In Korea, e.g., where I now live and teach, and where the traditions and wisdom of a Confucius or a Buddha seem largely forgotten (or where remembered, so watered down as to be of virtually no help for living), education, as in so many other Asian countries, is merely for the sake of obtaining a well-paying job, period: And test-taking is the sole means to that end. Education in Korea, put in classical Greek terms, is mere, and only, techne (Gk. skill), not a broader search for truth, understanding, or general principles with which to guide one’s life by, let alone a passionate love of and devotion to truth and wisdom in order to bring joy and peace to one’s soul, and to make a contribution to one’s family, community, nation, or the world.  As we know from Socrates, education was to reach through the individual to the larger community in which he lived. It was never intended to be an idiosyncratic (private) pursuit which could not help, directly or indirectly, one’s fellow citizens on the path and pilgrimage of Life.

So strong is the idea in Asia in general, and Korea in particular, that education is simply for jobs; and so willing and eager are Koreans to pay high fees in order to achieve this positive job-result, that offering to teach education for free, as I have done, simply for the pursuit of truth, goodness, and beauty for their own sakes, is taken to be either a sign of madness or incompetence or else a subterfuge for baser motives. For no one here takes the western liberal arts view of education seriously. The life of the mind here (as our great teacher Socrates instructed us as to how it should be) in Korea is a “dangerous idea”, just as it was in Greece for Socrates himself (who was accused of “corrupting the young” and “introducing new gods” and was executed by Athens as a result—he, Socrates, the wisest and best man of his time according to Plato).
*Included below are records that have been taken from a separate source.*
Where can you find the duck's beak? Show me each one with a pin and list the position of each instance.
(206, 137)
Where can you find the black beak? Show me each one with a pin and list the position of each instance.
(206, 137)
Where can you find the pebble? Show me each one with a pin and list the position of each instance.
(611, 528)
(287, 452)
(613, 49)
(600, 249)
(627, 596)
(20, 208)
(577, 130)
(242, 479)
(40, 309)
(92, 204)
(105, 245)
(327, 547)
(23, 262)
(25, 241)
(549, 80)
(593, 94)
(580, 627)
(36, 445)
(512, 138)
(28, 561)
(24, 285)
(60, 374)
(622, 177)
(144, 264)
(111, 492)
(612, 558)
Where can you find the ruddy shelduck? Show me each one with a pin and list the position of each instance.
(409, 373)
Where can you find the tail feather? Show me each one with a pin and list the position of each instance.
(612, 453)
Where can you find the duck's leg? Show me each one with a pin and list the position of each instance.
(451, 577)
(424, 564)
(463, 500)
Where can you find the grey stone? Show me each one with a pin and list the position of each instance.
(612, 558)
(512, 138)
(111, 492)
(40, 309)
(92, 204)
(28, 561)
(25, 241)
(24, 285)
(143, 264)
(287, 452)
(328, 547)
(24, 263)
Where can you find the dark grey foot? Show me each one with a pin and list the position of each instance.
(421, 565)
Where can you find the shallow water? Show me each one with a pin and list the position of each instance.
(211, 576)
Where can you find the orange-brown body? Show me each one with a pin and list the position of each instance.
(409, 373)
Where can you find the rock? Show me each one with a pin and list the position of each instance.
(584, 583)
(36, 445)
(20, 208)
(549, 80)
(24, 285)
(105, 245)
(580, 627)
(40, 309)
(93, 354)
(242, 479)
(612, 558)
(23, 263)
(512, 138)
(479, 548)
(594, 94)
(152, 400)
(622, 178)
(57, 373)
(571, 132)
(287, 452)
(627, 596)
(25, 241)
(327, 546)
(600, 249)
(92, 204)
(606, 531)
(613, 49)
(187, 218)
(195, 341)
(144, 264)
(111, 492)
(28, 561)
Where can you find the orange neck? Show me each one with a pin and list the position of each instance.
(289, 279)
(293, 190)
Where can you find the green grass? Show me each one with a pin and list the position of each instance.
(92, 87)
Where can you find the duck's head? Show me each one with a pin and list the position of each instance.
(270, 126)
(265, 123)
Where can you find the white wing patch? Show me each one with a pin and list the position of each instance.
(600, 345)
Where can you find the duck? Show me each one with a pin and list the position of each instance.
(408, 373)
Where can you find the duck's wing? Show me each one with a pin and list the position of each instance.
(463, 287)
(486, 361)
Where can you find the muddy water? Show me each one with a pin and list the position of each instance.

There is indeed nothing so dangerous, so revolutionary, so upsetting, both to families and to governments, than an individual’s life-long, single-minded devotion to the pursuit of truth, and the living out, as best one can, of a life of goodness, supported by deep and passionate attachment to beauty (in its various guises of poetry, piety, art, architecture, empathy, self-giving love, literature, etc). Forget the dangers of revolutionaries like Marx. Nothing in history has proven to be more dangerous to the status quo than a person who can think—truly think—for himself. As tyrants like Kim Jong-Il of North Korea know only too well, you can kill the body but you cannot kill an idea—and so it is with ideas—especially ideas of justice, goodness, and righteousness—that make every tyrant’s soul tremble the most. (This trembling, of course, being but a foretaste of divine judgment.)

The whole revolutionary idea of Western culture, of the liberal arts, may be conveniently summed up in the extraordinary words of Jesus: “The truth shall make you free.” (John 8:32) Alas, there are many among us who choose to continue to live in prisons of their own making. And when they do so, they thereby encourage tyrants, like Kim Jong-Il, to make prisons for their bodies as well. For prisons of the mind inevitably and necessarily lead to shackles for the body. Only the Truth can set man free.